Feeling bored in the office?

Looking for something new and exciting to do? Why not initiate an office dare system - however to do it properly only you are allowed to know the dare. Sound confusing? Well read on...

ONE-POINT OFFICE DARES

1) Run one lap around the office at top speed.
2) Groan out loud in the toilet cubicle (at least one other 'non-player' must be in the toilet at the time).
3) Ignore the first five people who say 'good morning' to you.
4) Phone someone in the office you barely know, leave your name and say, "Just called to say I can't talk right now.
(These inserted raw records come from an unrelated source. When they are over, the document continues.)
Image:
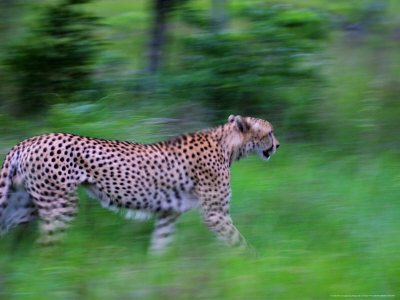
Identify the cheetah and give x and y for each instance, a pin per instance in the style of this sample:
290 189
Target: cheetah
40 177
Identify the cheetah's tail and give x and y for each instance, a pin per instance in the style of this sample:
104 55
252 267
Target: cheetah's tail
14 204
6 175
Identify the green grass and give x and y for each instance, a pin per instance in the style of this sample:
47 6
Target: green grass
320 224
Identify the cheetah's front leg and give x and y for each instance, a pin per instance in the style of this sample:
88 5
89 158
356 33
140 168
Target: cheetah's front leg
221 224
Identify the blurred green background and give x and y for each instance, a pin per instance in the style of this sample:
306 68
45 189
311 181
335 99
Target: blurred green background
322 215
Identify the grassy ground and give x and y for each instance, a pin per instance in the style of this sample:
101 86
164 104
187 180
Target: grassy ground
321 224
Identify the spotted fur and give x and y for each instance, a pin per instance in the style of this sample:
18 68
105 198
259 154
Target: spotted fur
40 177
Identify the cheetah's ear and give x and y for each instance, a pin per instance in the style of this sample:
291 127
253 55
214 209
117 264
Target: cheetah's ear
241 123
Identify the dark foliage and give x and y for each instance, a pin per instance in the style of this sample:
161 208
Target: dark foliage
53 62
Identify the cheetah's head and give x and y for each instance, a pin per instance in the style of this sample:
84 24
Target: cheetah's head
257 136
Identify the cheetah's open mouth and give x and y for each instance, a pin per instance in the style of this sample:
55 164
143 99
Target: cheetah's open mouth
267 153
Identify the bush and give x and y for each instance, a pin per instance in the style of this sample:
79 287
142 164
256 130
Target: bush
53 63
264 66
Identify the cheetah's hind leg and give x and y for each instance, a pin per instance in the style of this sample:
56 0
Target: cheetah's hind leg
17 209
55 214
163 232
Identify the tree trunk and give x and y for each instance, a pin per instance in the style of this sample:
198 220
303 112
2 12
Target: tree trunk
219 16
161 9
Bye."
5) To signal the end of a conversation, clamp your hands over your ears and grimace.
6) When someone hands you a piece of paper, finger it, and whisper huskily, "Mmmmmmm, that feels soooooo good!"
7) Leave your zipper open for one hour. If anyone points it out, say, "Sorry, I really prefer it this way".
8) Walk sideways to the photocopier.
9) While riding a lift, gasp dramatically every time the doors open.

THREE-POINTS DARES
1) Say to your bosses boss (or the highest person you have access to), "I like your style" and shoot him with double-barreled fingers.
2) Babble incoherently at a fellow employee then ask, "Did you get all that, I don't want to have to repeat it".
3) Page yourself over the intercom (do not disguise your voice).
4) Kneel in front of the water cooler and drink directly from the nozzle (there must be a 'non-player' within sight).
5) Shout random numbers while someone is counting.

FIVE POINT DARES
1) At the end of a meeting, suggest that, for once, it would be nice to conclude with the singing of the national anthem (extra points if you actually launch into it yourself).
2) Walk into a very busy person's office and while they watch you with growing irritation, turn the light switch on/off 10 times.
3) For an hour, refer to everyone you speak to as "Bob".
4) Announce to everyone in a meeting that you "really have to go do a number two".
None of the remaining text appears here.